The new administration in Seoul, which is slated to enter office next month, is expected to reinvigorate strained bilateral relations between Japan and South Korea.
During a meeting on Monday, a delegation led by South Korean President-elect Yoon Suk Yeol assured Japan’s Foreign Minister Yoshimasa Hayashi of the new leadership’s intention to improve relations.
According to Kyodo News, the two parties agreed to repair their relations.
Following their discussion with Hayashi, Chung Jin Suk, the delegation’s leader and deputy speaker of the South Korean National Assembly, told reporters that the two sides agreed to “keep and beef up bilateral relations.”

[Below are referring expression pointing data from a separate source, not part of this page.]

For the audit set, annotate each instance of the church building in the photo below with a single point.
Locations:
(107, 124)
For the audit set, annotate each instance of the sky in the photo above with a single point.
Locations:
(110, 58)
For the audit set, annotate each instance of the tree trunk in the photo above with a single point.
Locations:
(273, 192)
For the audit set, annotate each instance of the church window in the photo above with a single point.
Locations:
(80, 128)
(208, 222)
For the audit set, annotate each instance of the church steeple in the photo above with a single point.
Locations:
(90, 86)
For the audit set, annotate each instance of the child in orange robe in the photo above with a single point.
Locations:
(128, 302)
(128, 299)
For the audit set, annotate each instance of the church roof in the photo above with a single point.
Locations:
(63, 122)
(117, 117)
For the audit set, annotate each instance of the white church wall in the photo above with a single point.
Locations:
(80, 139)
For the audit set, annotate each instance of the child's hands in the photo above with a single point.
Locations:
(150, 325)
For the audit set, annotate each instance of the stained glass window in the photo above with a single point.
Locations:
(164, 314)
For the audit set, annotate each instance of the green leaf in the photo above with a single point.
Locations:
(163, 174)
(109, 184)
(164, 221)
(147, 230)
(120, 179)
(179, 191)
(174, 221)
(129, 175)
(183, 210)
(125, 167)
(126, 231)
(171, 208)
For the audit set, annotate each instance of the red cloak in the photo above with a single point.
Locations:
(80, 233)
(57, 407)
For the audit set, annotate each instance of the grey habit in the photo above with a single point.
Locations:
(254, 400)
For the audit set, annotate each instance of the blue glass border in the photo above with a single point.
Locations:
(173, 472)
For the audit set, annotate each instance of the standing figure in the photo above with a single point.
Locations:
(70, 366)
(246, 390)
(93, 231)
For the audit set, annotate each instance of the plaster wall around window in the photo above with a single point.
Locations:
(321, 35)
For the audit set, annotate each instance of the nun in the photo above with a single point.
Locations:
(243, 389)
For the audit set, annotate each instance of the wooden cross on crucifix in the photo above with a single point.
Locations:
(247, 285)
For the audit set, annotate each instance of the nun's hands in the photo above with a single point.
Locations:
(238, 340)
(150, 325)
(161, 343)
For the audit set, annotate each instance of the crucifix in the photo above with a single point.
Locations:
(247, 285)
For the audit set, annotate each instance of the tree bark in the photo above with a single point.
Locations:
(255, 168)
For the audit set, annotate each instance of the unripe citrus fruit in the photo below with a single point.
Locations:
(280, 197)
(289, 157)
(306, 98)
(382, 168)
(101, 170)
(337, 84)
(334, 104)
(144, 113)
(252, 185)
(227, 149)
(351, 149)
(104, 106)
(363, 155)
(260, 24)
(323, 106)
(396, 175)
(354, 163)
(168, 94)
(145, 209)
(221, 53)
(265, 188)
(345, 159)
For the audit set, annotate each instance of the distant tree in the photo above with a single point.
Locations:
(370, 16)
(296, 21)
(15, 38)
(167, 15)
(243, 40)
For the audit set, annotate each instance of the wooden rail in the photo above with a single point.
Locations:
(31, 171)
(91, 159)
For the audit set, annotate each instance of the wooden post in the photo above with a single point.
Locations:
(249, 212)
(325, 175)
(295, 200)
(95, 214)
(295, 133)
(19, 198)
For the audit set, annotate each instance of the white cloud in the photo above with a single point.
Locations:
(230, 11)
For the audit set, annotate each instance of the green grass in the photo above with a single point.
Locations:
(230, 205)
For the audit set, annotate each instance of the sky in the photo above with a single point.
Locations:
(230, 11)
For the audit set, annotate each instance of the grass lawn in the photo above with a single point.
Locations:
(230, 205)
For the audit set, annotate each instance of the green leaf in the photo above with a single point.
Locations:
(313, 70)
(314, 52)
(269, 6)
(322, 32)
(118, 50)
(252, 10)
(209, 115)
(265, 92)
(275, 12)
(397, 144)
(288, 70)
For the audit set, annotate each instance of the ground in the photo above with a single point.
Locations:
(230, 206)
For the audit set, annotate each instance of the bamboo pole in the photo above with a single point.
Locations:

“We share the same principles on freedom, democracy, and a market economy,” he added of South Korea and Japan.
For his part, Hayashi said: “The two Asian countries need to develop ties based on friendship and cooperation.”
During the five-day trip to Japan, the South Korean delegation is expected to meet with Prime Minister Fumio Kishida, his predecessors Shinzo Abe and Yoshihide Suga.
The delegation has extended an invitation to a group of senior Japanese lawmakers to attend Yoon’s oath-taking ceremony next month.
Bilateral relations between the Asian nations, allies of the US in the region, have nosedived due to issues stemming from Japan’s colonial rule over the Korean peninsula from 1910 to 1945.
Seoul has demanded restitution from Tokyo for what it refers to as “wartime forced labor.” Tokyo considers the issue to have been resolved in the past.